La Junta municipal se compondrá de los individuos que elija el partido de cada localidad. La de distrito, de los representantes de cada Junta municipal. La provincial, de los representantes de cada provincia. La de cantón, de los representantes de cada provincia de las que constituyan el cantón. La de Estado, de los representantes de cada provincia, en tanto que no se constituyan los cantones. La federal, de los representantes de cada Estado. Y la suprema, de los representantes de cada federación.
La forma de elección y número de individuos con que se han de constituir estas Juntas, queda al arbitrio de cada una de ellas. Sin embargo, la asamblea recomienda como el mejor medio de elección el sufragio universal directo para las Juntas municipales, y el voto de todos los individuos que compongan cada una de las Juntas, para su representación en la inmediatamente superior.
Cuarto
La federación castellana se constituyo por la unión de las diez y siete provincias congregadas, y de cualquiera otra que se adhiera en forma legítima y solemne a este pacto. Esta federación se compone de los dos Estados de Castilla la Vieja y de Castilla la Nueva.
El Estado de Castilla la Nueva le constituyen las provincias de Albacete, Ciudad Real, Cuenca, Guadalajara, Madrid y Toledo.
El Estado de Castilla la Vieja le constituyen las provincias de Ávila, Burgos, León, Logroño, Palencia, Salamanca, Santander, Segovia, Soria, Valladolid y Zamora.
Reconociéndose en todas estas provincias su autonomía e individualidad propia, podrá cada una agruparse con otra u otras según lo consideren conveniente, y una vez verificado esto, la agrupación que de estas provincias resulte formará un cantón.
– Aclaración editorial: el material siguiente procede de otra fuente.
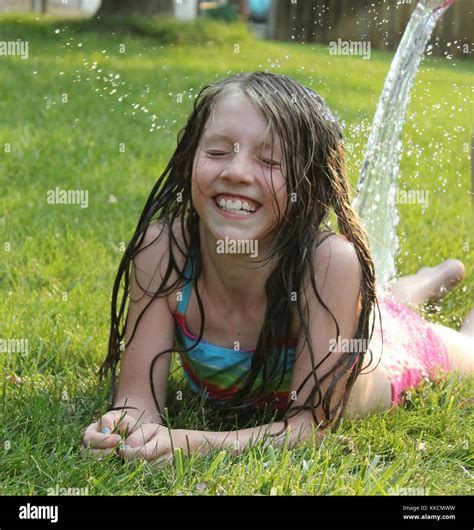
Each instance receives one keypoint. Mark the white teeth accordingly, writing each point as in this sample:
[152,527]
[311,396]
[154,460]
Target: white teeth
[236,206]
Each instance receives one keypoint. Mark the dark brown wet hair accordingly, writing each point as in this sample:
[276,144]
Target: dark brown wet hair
[314,168]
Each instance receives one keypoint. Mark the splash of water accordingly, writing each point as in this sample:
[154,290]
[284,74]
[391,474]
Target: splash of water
[375,198]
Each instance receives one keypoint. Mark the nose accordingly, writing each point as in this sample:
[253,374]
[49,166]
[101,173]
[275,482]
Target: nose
[239,168]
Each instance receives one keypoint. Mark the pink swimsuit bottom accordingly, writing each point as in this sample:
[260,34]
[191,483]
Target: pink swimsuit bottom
[412,351]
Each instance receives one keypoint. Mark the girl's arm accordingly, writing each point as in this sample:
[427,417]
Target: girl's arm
[155,332]
[338,279]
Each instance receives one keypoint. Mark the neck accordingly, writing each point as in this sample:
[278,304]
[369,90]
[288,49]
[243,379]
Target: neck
[238,279]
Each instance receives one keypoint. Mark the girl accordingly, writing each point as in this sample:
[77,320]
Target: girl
[230,266]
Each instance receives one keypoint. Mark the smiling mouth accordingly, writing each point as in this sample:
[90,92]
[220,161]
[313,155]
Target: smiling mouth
[236,204]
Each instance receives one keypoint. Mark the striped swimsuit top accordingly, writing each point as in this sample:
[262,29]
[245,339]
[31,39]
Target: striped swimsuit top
[214,371]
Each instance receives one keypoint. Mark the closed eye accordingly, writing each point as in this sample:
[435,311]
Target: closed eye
[215,153]
[264,160]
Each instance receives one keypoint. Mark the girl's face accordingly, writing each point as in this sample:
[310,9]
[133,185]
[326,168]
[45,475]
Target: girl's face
[232,170]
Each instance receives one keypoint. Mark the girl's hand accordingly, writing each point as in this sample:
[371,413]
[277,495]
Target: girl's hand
[105,434]
[152,442]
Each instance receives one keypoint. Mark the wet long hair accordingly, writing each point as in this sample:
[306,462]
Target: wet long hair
[314,161]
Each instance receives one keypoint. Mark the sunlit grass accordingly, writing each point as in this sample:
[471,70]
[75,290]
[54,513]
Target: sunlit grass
[58,262]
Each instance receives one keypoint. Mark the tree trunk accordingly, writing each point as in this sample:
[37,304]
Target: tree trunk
[137,7]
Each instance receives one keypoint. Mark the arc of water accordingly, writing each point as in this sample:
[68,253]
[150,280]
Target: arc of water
[375,197]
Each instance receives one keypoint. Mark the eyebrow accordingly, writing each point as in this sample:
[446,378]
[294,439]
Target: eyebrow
[227,137]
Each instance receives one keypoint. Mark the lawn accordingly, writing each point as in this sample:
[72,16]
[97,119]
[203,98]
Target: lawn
[100,112]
Mas como esta constitución no puedo ni debe hacerse hoy, la asamblea se limitará a consignar el principio, dejando su aplicación para otra Asamblea debidamente congregada, en la cual, previas las discusiones consiguientes y habidas en cuenta sus relaciones o intereses, se constituirán los cantones en el número y forma que se estime conveniente.
Quinto
La federación castellana queda desde este momento constituida y establecida para representar y velar por todos los intereses del partido republicano, y para fomentar y cuidar estos, se nombrarán dos Juntas de Estado compuesta de tantos individuos cuantas sean las provincias confederadas, con residencia una en Valladolid y la otra en Madrid, en representación de los dos Estados de Castilla la Vieja y Castilla la Nueva. Asimismo se nombrará otra federal compuesta de cinco individuos, que representarán la federación castellana, y sostendrá relaciones directas con las federaciones de Tortosa y Córdoba.
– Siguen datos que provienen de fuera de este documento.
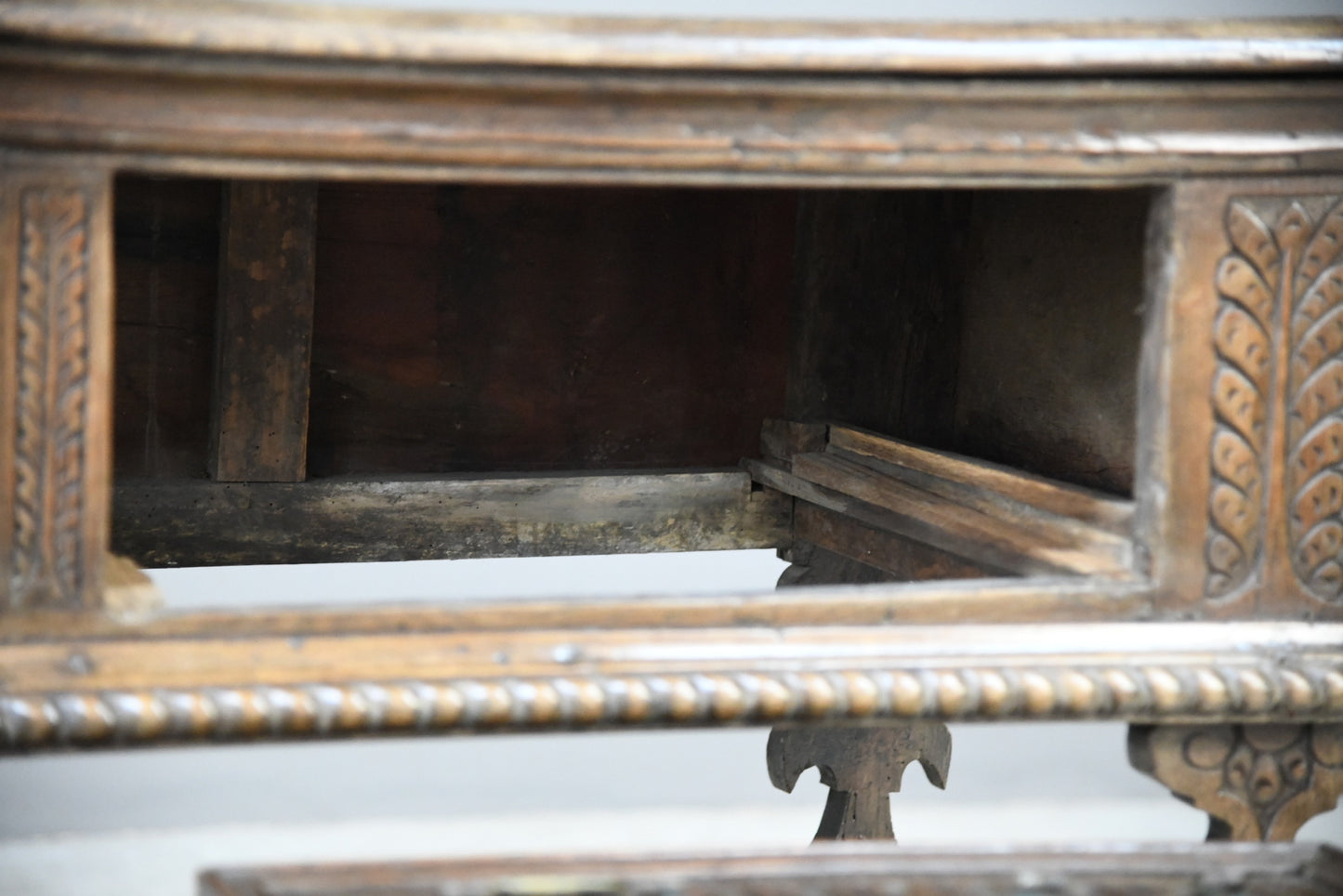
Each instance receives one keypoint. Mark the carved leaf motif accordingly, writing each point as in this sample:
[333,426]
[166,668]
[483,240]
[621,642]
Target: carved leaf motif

Estas tres Juntas, aunque tienen el carácter de interinas o provisionales, hasta que elegidas las definitivas entren estas en el ejercicio de sus funciones, gozarán de todas las facultades que tienen las juntasen en cuyo reemplazo se nombran.
Sexto
En consecuencia con el anterior acuerdo, la Asamblea hizo los siguientes nombramientos:
JUNTA PROVISIONAL DEL ESTADO DE CASTILLA LA VIEJA.
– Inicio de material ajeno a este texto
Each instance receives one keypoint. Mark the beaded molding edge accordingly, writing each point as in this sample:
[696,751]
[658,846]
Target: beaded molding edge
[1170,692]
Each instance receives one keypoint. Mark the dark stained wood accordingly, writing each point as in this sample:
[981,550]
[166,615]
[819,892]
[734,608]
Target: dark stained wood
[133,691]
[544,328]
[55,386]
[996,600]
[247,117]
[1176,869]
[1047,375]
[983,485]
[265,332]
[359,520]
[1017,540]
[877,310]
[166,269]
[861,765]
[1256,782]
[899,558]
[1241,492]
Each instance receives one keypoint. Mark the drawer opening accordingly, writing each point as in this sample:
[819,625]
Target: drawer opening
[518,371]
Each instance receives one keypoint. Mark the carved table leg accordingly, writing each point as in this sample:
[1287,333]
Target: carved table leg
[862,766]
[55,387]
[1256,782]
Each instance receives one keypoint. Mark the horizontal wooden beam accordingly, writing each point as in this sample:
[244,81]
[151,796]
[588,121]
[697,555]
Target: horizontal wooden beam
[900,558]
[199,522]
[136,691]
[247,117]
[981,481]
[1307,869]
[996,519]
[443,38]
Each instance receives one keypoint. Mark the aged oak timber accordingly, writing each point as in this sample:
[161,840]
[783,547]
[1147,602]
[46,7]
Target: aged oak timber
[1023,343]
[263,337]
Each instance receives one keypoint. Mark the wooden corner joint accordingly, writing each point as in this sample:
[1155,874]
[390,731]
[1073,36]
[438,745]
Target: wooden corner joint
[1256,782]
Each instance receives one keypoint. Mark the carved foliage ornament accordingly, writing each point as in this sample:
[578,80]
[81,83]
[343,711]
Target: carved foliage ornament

Por Ávila, Mariano Marcoartú. Por Burgos, D. Felipe Corral. Suplente, D. Manuel G. Barquín. Por León, D. Juan Téllez. Por Logroño, D. José Sáenz Santa María. Suplente, D. Emiliano Tarazona. Por Palencia, D. Antonio Domingo. Por Salamanca, D. Tomás Roldan, Suplente, D. Manuel P. Terán. Por Santander, D. Prudencio Sañudo. Por Segovia, D. Pedro Ochoa. Por Soria, D. Lorenzo Ramos. Por Valladolid, D. Lucas Guerra. Por Zamora, D. Lázaro Somoza. Suplente, D. Juan Fernández Cuevas.
JUNTA PROVISIONAL DEL ESTADO DE CASTILLA LA NUEVA.
Por Albacete, D. Ramón López de Haro. Suplente, don Antonio Ochando Villaescusa. Por Ciudad-Real, D. Manuel Moreno. Suplente, D. José Rodríguez Morales. Por Cuenca, D. Pablo Correa. Suplente, D. León Taillet. Por Guadalajara, D. Cirilo López. Suplente, D. Juan Antonio Berez. Por Madrid, D. Antonio Merino. Suplente, D. Ricardo Lupiani. Por Toledo, D. Luis Villaseñor. Suplente, D. José Beltrán.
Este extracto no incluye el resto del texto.